Un individu qui ressemble plus à un rocker qu’un à lecteur (quoique ce ne soit point incompatible) nommé Albert Petitjean demande à Gondol d’effectuer une petite enquête sur une étrange disparition. Entre l’épisode publié dans Métal Hurlant et celui qui a fait l’objet d’un album, La comète de Carthage a subi de petites transformations. Toutes petites mais qui intriguent cet amateur éclairé de B.D. et par conséquent Pierre de Gondol toujours à l’affût d’énigmes littéraires.

Par exemple découvrir pourquoi entre la parution en magazine et la réédition en album, dans une case, les images ont été légèrement modifiées. L’homme, un soldat, représenté sur une photographie n’apparaît plus ensuite. Et d’après une lettre de Chaland à son admirateur, l’homme aurait été un mathématicien russe, poète et dont un obscur éditeur lyonnais aurait publié le journal, entrecoupé d’un impressionnant dossier issu des services secrets soviétiques.
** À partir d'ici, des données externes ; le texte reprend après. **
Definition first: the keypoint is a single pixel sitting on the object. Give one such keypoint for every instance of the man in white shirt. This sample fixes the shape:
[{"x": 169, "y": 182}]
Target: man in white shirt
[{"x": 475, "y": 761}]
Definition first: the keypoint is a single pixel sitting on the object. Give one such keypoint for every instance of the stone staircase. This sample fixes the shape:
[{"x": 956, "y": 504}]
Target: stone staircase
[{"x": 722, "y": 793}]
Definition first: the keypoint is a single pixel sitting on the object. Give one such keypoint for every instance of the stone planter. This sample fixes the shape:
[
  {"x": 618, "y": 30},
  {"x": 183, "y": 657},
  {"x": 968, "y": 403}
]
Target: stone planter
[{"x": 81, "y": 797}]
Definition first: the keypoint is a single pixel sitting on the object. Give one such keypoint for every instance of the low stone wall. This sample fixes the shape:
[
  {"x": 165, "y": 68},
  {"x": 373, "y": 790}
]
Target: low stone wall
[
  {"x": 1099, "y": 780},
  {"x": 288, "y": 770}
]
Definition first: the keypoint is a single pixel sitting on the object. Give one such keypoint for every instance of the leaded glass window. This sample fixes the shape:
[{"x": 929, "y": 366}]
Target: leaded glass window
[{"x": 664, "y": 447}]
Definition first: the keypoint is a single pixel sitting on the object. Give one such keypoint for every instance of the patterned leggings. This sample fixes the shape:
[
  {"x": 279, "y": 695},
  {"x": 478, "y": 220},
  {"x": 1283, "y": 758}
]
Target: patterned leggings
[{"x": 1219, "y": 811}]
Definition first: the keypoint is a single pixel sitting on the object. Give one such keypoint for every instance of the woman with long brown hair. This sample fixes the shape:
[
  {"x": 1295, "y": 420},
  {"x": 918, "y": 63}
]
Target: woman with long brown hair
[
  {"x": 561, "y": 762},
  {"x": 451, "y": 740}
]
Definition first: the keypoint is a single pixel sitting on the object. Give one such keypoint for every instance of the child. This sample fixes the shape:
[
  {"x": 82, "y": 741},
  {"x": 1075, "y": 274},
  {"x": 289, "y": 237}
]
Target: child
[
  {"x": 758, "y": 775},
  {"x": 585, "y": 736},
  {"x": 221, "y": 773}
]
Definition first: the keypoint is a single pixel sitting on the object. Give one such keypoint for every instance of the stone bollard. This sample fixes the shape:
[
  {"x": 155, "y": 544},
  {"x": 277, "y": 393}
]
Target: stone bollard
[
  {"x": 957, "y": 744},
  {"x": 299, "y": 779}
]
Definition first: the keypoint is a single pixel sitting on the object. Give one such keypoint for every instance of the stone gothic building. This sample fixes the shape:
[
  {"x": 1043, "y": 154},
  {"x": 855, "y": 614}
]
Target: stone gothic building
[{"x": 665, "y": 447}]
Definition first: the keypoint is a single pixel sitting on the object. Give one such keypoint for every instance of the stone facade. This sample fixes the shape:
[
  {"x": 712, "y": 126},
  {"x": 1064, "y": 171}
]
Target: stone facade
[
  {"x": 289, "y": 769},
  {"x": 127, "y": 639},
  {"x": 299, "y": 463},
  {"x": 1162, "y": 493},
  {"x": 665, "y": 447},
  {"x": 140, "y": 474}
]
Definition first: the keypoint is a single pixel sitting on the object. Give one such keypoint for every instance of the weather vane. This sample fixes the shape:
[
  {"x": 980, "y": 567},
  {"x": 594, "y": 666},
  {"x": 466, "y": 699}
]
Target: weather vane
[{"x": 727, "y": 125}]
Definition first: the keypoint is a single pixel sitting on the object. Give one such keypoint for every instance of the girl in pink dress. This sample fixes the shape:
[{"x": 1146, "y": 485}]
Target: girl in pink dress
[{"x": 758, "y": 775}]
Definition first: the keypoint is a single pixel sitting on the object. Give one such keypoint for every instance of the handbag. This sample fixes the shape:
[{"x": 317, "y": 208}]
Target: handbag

Pourquoi les dessins ont ils été modifiés ? Pierre de Gondol peut-il se procurer un exemplaire de cet ouvrage qui lèverait peut-être le voile sur une affaire plus importante ? Tels sont les missions confiées à Pierre de Gondol qui se met immédiatement en chasse.

Yves Chaland fut un dessinateur météore marquant des années 1980 créant des personnages comme le Jeune Albert, Freddy Lombard ou reprenant pour un temps les aventures de Spirou. Et c’est autour de ce personnage que s’articule le roman de Pelé et Prilleux, le meilleur à mon sens de la série Pierre de Gondol, truffé de clins d’œil mais qui à partir d’un petit rien va très loin dans l’exploration de l’œuvre du dessinateur, frisant la S.F. et l’espionnage. Un ouvrage remarquable qui fera découvrir un univers de la Bande Dessinée avec un œil nouveau.

Michel PELE & Frédéric PRILLEUX : La parabole de la soucoupe. Collection Pierre de Gondol N°10. Editions Baleine (2002). 272 pages. 15€.